TSA Issues Secret Warning on ‘Catastrophic’ Threat to Aviation - eplanit
https://firstlook.org/theintercept/2015/02/25/tsa-issues-secret-warning-catastrophic-threat-aviation/
======
Someone1234
I think the reason why they haven't released information on how to combat a
Thermite Fire is because, frankly, it cannot be stopped. Even under lab
conditions it is only just plausible, but with the limitations of pressure and
safety, there's nothing you could have on an aircraft to combat it. All you
can do is land ASAP and hope for the best.

I very rarely say this, but in this specific case I question why someone would
leak this.

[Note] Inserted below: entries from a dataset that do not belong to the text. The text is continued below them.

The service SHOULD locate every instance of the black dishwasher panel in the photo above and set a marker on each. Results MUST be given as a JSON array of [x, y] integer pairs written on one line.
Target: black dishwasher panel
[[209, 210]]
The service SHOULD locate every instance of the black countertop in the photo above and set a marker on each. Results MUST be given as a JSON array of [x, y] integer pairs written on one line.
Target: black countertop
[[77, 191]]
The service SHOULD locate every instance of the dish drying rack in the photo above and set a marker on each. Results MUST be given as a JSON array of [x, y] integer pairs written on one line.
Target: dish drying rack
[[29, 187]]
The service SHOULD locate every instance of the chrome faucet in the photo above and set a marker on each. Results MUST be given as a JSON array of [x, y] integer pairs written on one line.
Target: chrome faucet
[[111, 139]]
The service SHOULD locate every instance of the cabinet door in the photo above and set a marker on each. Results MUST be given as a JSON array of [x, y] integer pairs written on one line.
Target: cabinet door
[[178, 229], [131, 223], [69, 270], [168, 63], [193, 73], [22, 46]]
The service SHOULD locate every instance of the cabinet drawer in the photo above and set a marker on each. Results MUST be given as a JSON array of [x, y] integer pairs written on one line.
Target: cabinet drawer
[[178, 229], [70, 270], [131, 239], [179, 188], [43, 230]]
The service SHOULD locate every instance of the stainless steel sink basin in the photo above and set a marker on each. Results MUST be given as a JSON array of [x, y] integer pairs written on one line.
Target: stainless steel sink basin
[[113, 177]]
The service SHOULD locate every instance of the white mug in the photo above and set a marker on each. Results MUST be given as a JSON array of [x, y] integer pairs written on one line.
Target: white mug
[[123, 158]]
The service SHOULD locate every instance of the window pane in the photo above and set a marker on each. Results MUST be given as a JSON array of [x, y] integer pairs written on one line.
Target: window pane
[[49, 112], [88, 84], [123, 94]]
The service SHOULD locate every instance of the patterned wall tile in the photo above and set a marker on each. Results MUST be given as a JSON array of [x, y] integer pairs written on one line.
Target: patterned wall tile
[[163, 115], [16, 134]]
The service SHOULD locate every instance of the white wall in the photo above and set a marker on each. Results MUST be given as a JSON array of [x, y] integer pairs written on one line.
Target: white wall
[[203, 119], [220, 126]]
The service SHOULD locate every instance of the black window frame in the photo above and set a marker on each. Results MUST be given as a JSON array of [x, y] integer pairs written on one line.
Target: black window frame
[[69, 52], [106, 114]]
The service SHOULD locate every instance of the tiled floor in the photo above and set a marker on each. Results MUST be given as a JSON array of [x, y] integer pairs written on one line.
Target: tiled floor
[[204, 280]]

I'm sure their intent was to get public attention on the issue, but
all they're accomplished is giving any potential bad guys notice of what was
effective less than three months ago, and reminding them of an attack vector
which is hard to combat logistically.

Some leaks are in the public good, like Snowden, I am just not sure this
specific leak is even if Thermite itself isn't remotely secret or unknown. It
is just painting a bullseye on one way of committing an attack.

Maybe someone in the DHS leaked this hoping someone would use it, so that the
DHS continues to get funding (given the recent struggle to get them re-
funded). That's kind of what happened with the Anthrax case (i.e. it got
leaked and the USG spent tons more on R&D in that area).